You ask, “Does anyone have the right to be loaned money?”
You ask the wrong question, one steeped in certain assumptions.
First, governments are not “anyone:” they are public entities charged with maintaining the public welfare, which gives them standing far different from that of a typical consumer.
Second, your question seems to imply that “All creditors have the right to be repaid 100 cents on the dollar, no matter the distress of the debtor.”
Where in the private sector is that ever the case? Creditors of troubled companies take haircuts all the time – unless, of course, we’re talking about Goldman Sachs, which can get the US Treasury and Federal Reserve Bank to guarantee payment, a la AIG in 2008 – yet your question assumes that basic public services can be eviscerated, facilities sold off, and citizens disenfranchised, so that banks do not lose a nickel in interest.
As per most orthodox economists, you seem incapable or unwilling to see the assumptions and biases embedded in your outlook.
LikeLike
Lending to sovereigns is always a risky business.

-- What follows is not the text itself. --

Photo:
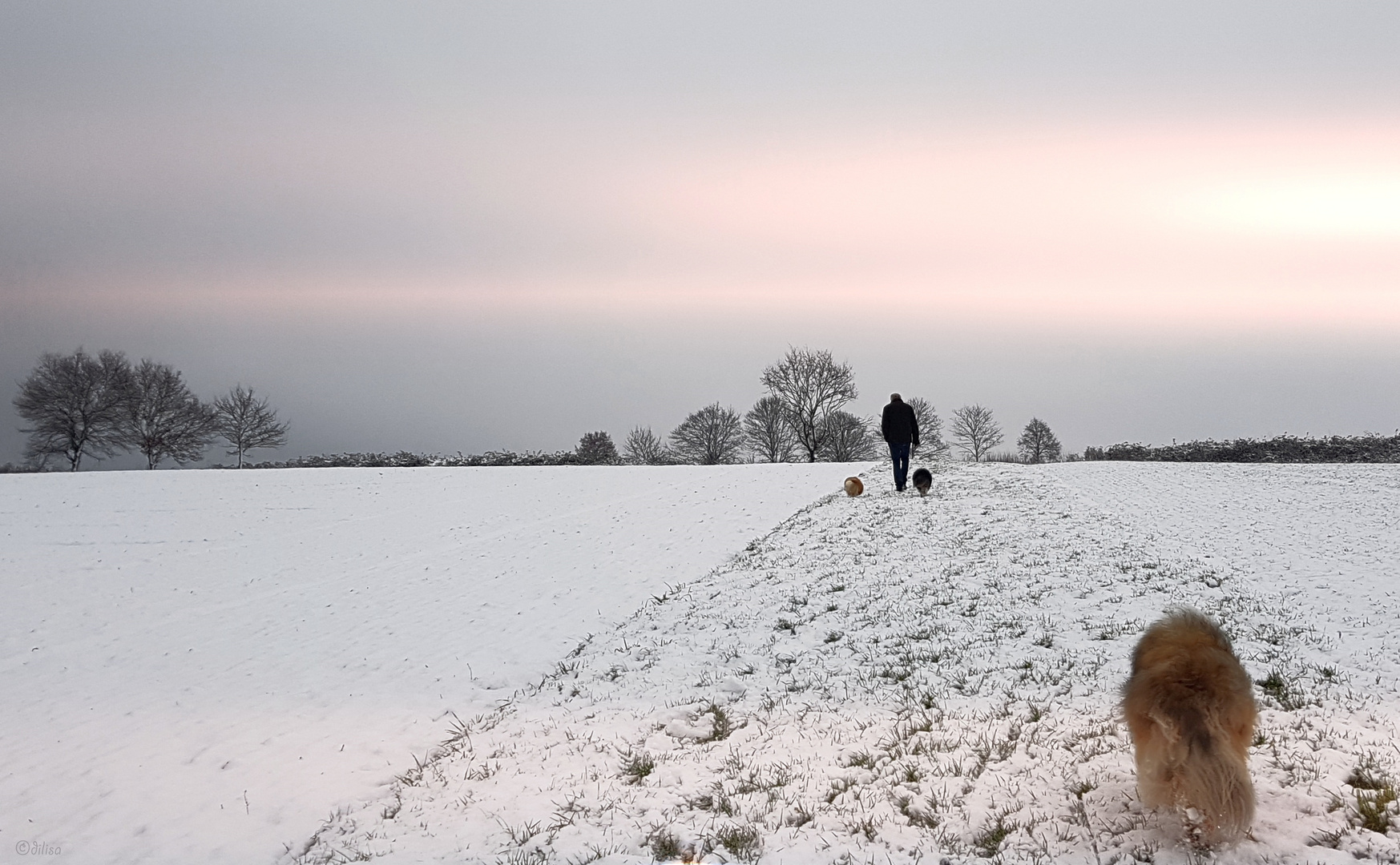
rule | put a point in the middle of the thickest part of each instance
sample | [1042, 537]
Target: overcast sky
[459, 226]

Creditors may well get nothing back, and there is nothing a creditor can really do about it except not make the same mistake again.
My question did not imply that all creditors have the right to be paid back 100% on the dollar, it implied that all creditors have the right to decide if they want to become creditors at all.
LikeLike
http://www.hollandsentinel.com/news/x1959358073/Records-Detroits-EM-has-tax-liens-on-Md-home?rssfeed=true
I had to write to show you this. You’ve got to admit truth is stranger than fiction.
LikeLike
A am not really sure why that is relevant to the point a was making that forcing people to loan money to anyone is a poor idea, though Michael seems to be in favor of it.
LikeLike
I didn’t follow this.
Re: #1: Governments, including municipalities, do not have an absolute right to be loaned money.
Re: #2: Are some of Pontiac’s creditors getting 100 cents on the dollar? In a Chapter 9 bankruptcy — and we may end up seeing what that looks like for a large city like Detroit — all creditors do not have the right to be repaid 100 cents on the dollar. A possible exception, depending on how courts interpret conflicts between state constitutions and federal bankruptcy public employees with vested pension rights.
LikeLike
Sorry, that got garbled somehow. Should read: “A possible exception, depending on how courts interpret conflicts between state constitutions and federal bankruptcy law, is public employees with vested pension rights.”
LikeLike
http://www.hollandsentinel.com/news/x1959358073/Records-Detroits-EM-has-tax-liens-on-Md-home?rssfeed=true
Flerper, you must admit this is beyond bizarre.